When states refuse to fully fund the public defender process or assure by some other means adequate access to assistance of private counsel, when the courts can accept some of the abuses and misconduct by assigned counsel such as those we have seen in recent years, when someone criminally charged has a better chance of being acquitted while guilty because of wealth and access to legal and supportive resources than an innocent person without such resources - remember, the vast majority of criminal charges are pled out - it is hard to claim that we have equal justice before the law, that Lady Justice is blind as to persons - instead her blindfold may symbolize our societal blindness to the inequality of the process.
Gideon was aspirational.
It was, and still should be, a marker of what is important if our democracy is going to survive - and if you think that last statement means I have questions about that survival, you are correct.
I said that the Cohen piece is something people should read.

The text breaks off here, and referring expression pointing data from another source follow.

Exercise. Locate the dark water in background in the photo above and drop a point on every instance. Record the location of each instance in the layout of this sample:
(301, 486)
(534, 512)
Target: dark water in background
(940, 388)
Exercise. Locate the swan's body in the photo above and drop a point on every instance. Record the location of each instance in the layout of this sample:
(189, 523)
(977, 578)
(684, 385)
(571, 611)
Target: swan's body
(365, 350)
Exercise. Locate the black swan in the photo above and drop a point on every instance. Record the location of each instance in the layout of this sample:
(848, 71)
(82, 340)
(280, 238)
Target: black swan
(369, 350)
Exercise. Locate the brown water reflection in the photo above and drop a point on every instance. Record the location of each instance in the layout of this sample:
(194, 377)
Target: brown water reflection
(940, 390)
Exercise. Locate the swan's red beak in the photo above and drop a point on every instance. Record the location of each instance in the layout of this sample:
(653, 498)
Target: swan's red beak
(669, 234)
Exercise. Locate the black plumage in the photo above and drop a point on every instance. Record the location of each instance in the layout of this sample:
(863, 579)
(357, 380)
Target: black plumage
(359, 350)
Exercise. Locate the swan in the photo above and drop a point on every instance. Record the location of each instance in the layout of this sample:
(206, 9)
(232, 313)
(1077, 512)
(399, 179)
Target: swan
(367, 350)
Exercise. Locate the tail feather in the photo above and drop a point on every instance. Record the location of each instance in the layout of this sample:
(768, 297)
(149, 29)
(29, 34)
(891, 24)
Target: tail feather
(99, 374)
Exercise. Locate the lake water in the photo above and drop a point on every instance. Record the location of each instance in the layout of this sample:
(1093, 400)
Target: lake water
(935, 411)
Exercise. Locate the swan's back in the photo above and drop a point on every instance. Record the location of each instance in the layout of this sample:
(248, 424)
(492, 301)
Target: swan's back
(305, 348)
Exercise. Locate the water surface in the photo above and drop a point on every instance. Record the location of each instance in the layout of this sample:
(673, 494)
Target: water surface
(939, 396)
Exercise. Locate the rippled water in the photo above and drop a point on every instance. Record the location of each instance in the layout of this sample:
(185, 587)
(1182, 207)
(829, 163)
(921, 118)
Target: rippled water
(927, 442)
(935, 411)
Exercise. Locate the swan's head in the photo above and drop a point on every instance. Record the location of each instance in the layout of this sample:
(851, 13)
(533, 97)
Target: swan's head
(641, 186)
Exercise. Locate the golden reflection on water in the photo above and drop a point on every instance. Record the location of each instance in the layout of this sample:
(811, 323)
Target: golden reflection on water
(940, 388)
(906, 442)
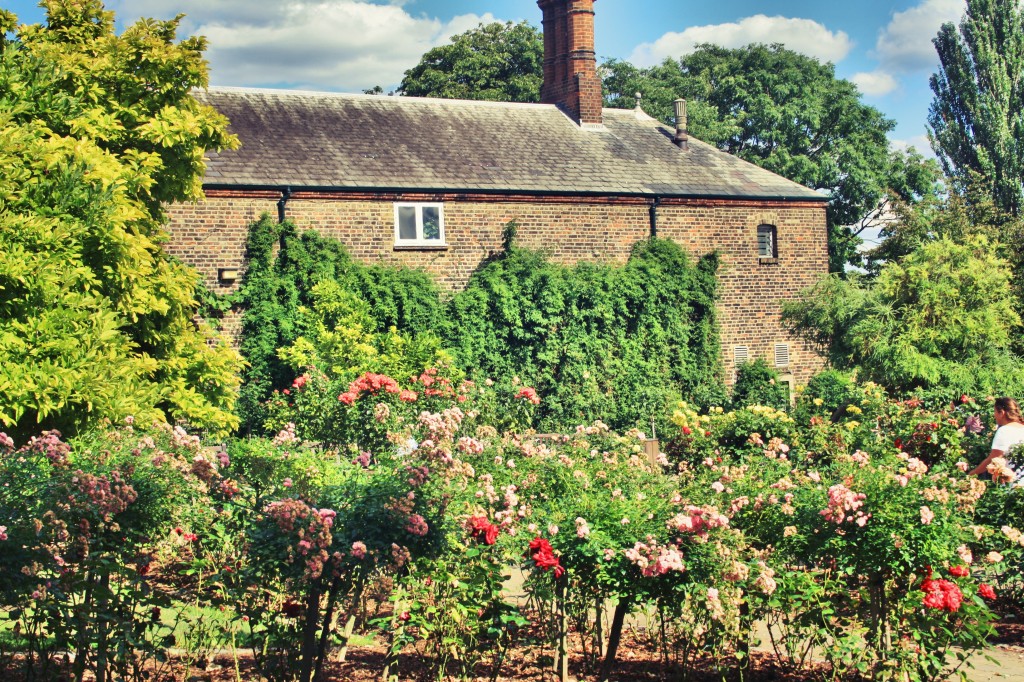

I am going to let him conclude, that is, I will close with his final two paragraphs, because there is no point in my trying to say what he has already said so well:
Fifty years ago, a simple, uneducated man -- "the poorest and least powerful of men," Lewis called Gideon -- asked the justices for help and got it. Such a response from the current Court is virtually unthinkable. The fact today is that there are two levels of justice in America, one for the rich and one for the poor -- the very essence of the unequal justice that Gideon was supposed to end. As Bright pointedly puts it, "it is better to be rich and guilty than poor and innocent" in America today.
In the end, 50 years after one of the most glorious chapters in the history of the Supreme Court, we tell ourselves that we are a nation of laws, and we praise ourselves for rulings like Gideon, and we extol the virtues of the Constitution in theory, but the truth is we are just lying to ourselves and each other when we pretend that there is equal justice in America. Either there is a right to counsel or there isn't. And if there is such a right, we all have an obligation to ensure it is recognized -- not just in the history books, and not just in a television movie, and not just in a dusty law book, but in the everyday lives of our fellow citizens.